Und dann scheinen sich in den Eckdaten noch ein paar weitere kleine Teufel versteckt zu haben. Wer gut ausgebildet und ehrgeizig ist, möglicherweise sogar Karriere machen möchte, der kommt bei Männern nicht gut an. Das ist durch viele Studien belegt. Und wenn dann noch ein Kinderwunsch oder gar Kinder aus einer alten Beziehung dazukommen, wird das oft als bleischwerer Hemmschuh betrachtet. Zusammengerechnet sehen unsere Chancen auf dem Partnermarkt daher wirklich sehr düster aus. Fazit: Das Leben, das wir haben, nimmt uns das Leben, das wir haben sollten. Wenigstens in den Augen anderer.

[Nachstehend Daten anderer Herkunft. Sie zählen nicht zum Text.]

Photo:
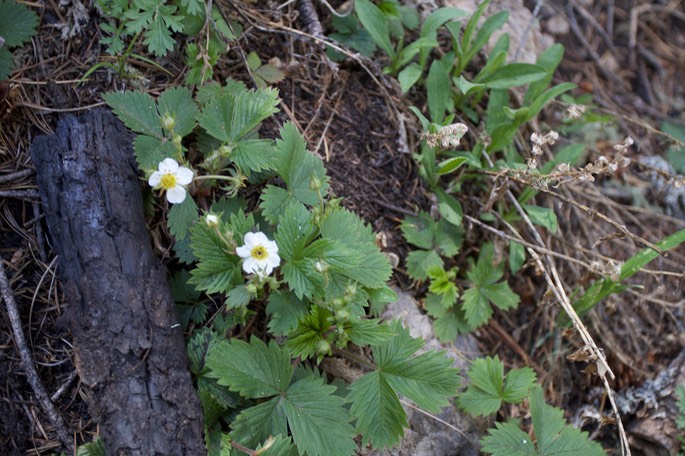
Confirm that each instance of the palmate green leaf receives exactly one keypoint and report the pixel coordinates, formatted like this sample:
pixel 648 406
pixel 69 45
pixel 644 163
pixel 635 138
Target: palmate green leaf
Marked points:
pixel 449 321
pixel 420 261
pixel 380 417
pixel 231 116
pixel 554 437
pixel 487 388
pixel 317 420
pixel 375 22
pixel 17 23
pixel 256 424
pixel 254 155
pixel 181 217
pixel 254 370
pixel 313 328
pixel 137 110
pixel 178 103
pixel 217 271
pixel 427 379
pixel 285 310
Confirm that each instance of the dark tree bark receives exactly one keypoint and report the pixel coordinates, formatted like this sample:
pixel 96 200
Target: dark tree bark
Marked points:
pixel 127 348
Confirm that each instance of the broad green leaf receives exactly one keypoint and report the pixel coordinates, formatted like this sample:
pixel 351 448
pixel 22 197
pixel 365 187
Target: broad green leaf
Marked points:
pixel 513 75
pixel 181 217
pixel 318 422
pixel 380 417
pixel 256 424
pixel 137 110
pixel 178 103
pixel 285 310
pixel 233 115
pixel 438 91
pixel 254 370
pixel 375 22
pixel 409 76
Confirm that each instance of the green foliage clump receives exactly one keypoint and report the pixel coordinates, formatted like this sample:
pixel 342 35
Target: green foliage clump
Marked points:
pixel 17 26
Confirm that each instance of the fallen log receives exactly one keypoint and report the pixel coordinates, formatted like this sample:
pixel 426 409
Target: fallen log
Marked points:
pixel 128 348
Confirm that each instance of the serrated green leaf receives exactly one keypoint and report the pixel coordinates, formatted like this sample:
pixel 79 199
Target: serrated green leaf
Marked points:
pixel 318 422
pixel 256 424
pixel 151 151
pixel 178 103
pixel 17 23
pixel 254 155
pixel 313 328
pixel 380 417
pixel 181 217
pixel 285 310
pixel 254 370
pixel 233 115
pixel 518 384
pixel 419 261
pixel 137 110
pixel 375 22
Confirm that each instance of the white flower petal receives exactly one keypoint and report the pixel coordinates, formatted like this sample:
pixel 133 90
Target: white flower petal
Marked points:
pixel 243 251
pixel 176 195
pixel 184 176
pixel 168 165
pixel 155 179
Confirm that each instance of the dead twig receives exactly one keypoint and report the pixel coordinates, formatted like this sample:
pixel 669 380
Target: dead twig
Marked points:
pixel 27 363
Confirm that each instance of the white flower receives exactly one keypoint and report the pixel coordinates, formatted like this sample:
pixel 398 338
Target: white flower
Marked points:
pixel 260 254
pixel 171 178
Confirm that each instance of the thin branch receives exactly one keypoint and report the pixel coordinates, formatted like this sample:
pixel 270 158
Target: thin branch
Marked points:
pixel 27 363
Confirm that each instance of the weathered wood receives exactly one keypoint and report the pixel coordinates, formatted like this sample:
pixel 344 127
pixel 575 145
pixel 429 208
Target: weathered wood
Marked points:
pixel 128 350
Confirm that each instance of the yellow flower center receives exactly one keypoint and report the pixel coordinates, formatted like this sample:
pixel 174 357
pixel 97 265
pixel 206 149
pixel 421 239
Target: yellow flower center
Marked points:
pixel 259 252
pixel 168 181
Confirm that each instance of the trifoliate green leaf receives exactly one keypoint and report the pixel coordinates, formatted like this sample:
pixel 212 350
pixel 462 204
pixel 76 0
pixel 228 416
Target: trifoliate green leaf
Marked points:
pixel 181 218
pixel 427 379
pixel 233 115
pixel 420 261
pixel 254 370
pixel 318 422
pixel 484 276
pixel 199 345
pixel 303 340
pixel 137 110
pixel 217 271
pixel 487 388
pixel 254 155
pixel 178 103
pixel 256 424
pixel 17 23
pixel 449 321
pixel 554 437
pixel 285 310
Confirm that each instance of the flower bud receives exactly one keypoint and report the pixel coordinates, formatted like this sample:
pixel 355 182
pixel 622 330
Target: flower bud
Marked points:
pixel 168 122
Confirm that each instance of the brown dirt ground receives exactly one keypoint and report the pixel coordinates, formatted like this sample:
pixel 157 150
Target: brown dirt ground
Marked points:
pixel 351 121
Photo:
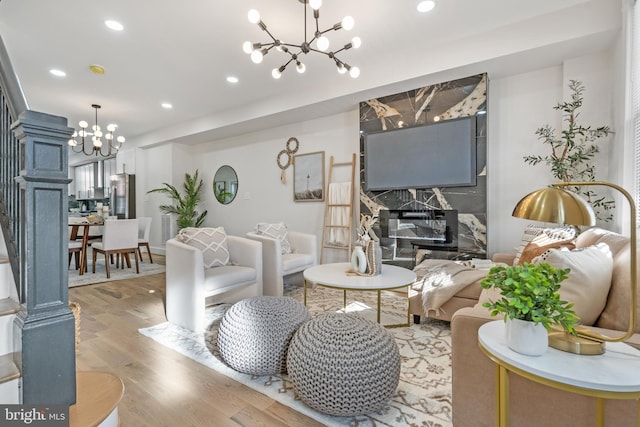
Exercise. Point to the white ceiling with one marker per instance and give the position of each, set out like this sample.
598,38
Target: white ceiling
181,52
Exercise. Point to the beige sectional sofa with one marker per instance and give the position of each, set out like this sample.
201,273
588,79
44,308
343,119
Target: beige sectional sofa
532,404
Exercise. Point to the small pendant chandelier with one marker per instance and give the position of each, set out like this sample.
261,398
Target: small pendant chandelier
97,146
319,43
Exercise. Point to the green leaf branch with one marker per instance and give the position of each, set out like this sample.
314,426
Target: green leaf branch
186,203
530,292
574,150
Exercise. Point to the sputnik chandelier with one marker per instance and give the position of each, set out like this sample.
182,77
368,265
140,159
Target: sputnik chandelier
97,145
321,45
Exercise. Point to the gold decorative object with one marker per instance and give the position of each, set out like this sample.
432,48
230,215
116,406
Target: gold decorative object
289,152
559,206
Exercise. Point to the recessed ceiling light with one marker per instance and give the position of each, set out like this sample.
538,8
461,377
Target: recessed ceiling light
96,69
114,25
426,5
57,73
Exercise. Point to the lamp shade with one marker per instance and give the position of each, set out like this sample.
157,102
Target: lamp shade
555,205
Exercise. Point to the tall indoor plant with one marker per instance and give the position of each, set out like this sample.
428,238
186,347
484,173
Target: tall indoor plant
573,151
186,203
529,293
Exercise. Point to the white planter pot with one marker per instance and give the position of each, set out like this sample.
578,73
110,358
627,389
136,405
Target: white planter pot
526,337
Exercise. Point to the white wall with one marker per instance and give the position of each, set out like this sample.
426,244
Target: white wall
520,104
517,106
262,197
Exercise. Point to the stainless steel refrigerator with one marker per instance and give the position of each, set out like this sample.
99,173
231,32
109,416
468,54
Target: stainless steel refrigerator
122,197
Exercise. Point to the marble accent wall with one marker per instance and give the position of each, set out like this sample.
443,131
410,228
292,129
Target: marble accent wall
438,102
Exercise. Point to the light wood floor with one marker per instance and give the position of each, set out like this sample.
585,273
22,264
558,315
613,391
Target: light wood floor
162,387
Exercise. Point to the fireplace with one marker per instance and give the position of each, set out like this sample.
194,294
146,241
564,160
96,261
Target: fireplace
403,231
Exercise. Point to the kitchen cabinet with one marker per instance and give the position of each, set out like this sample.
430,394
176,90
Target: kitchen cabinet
92,179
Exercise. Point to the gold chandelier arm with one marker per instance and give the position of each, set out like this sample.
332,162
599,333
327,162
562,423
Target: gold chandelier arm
633,261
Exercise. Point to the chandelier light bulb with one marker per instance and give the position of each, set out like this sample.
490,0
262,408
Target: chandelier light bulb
348,23
426,6
253,16
315,4
322,43
257,56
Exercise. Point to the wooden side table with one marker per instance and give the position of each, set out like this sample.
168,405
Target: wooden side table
612,375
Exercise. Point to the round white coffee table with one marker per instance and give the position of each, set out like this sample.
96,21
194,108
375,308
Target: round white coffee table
335,276
612,375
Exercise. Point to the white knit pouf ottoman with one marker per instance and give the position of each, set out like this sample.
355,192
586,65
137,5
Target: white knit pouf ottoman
342,364
254,333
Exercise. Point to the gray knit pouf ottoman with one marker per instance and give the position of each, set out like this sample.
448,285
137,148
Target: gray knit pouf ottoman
343,364
254,333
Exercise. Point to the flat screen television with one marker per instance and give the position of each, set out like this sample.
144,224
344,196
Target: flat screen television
442,154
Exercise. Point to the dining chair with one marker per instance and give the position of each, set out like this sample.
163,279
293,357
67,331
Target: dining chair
120,237
144,228
75,248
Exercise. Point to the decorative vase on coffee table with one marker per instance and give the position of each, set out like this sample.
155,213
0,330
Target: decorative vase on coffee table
359,260
526,337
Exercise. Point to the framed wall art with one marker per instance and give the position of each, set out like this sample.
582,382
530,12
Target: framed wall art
308,177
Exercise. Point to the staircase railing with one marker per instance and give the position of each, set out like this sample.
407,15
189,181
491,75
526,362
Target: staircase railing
33,216
12,103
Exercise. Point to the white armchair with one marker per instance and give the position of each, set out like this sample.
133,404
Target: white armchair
190,287
276,265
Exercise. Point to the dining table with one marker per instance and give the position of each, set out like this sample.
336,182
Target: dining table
75,234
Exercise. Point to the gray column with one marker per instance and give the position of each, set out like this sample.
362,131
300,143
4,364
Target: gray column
45,326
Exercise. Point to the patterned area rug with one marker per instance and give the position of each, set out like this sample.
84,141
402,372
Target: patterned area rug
423,397
100,275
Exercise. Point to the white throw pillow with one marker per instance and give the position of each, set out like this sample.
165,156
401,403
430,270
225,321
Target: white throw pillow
552,235
211,241
589,280
276,231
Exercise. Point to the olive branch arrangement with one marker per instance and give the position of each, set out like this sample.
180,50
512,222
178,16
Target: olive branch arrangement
574,150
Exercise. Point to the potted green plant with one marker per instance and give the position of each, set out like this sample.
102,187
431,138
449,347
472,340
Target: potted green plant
530,303
186,204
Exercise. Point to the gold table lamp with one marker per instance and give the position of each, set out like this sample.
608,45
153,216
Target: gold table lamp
559,206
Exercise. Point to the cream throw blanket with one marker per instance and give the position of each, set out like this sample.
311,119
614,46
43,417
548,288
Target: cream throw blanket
438,280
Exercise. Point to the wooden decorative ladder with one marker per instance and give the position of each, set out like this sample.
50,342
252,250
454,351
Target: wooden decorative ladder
330,227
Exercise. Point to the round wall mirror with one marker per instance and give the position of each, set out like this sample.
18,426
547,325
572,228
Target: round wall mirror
225,184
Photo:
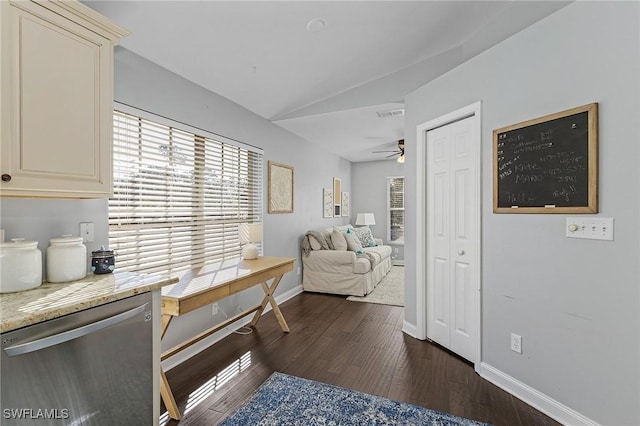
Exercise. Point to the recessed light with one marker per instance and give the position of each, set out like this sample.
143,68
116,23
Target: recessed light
316,25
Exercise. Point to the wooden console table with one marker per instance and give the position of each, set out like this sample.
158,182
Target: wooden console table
210,283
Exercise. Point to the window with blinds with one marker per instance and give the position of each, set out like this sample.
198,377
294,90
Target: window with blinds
395,203
178,196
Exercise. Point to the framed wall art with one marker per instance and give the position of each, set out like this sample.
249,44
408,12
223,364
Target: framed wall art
327,199
345,204
548,164
337,197
280,188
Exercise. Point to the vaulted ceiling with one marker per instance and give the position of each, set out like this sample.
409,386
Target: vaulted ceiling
320,69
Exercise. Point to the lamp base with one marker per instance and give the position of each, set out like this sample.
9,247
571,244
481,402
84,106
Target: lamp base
250,251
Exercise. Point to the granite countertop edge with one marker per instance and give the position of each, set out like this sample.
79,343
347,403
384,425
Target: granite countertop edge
53,300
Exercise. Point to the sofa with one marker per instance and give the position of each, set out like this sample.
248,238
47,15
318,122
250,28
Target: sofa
330,266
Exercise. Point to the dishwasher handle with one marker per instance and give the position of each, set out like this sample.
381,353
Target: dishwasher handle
45,342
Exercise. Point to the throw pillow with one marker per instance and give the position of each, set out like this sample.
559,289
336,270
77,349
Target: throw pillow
338,240
315,244
353,243
365,236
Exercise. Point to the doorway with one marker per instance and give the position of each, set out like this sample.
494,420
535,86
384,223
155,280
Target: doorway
448,272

Dabei könnten wir doch eigentlich ein anderes Urteil erwarten. Eine andere Geschichte, die man den Eckdaten unseres Lebens zutraut. Denn sind wir nicht eigentlich viel zu liberal für diese Rigorosität? Viel zu fortschrittlich? Die Gesellschaft, in der wir leben, akzeptiert schließlich mittlerweile Formen des Zusammenlebens, des Liebens und Begehrens, die noch vor wenigen Jahren undenkbar gewesen wären. Die Gesellschaft, in der wir leben, bietet auch Frauen so viele Chancen auf ökonomische Unabhängigkeit wie niemals zuvor. Frauen brauchen keine Versorger. Keine Beschützer. Keinen, der ihnen ein Konto eröffnet oder die Tür aufhält. Männer brauchen keine Frauen. Frauen brauchen keine Männer. Und trotzdem. Eine Frau ohne Mann ist immer weniger wert als ein Mann ohne Frau. Eine Frau ohne Mann ist eine einsame Frau. Sie muss es sein.

In Vier Hochzeiten und ein Todesfall wird Fiona gefragt, ob sie verheiratet sei: «Nein.» «Sind Sie denn lesbisch?» «Wie bitte? Wie kommen Sie denn darauf?» «Na ja, das machen doch einige unverheiratete Frauen heutzutage, und es ist eine Ecke interessanter, als einfach nur zu sagen, man hätte noch nicht den Richtigen gefunden, oder?»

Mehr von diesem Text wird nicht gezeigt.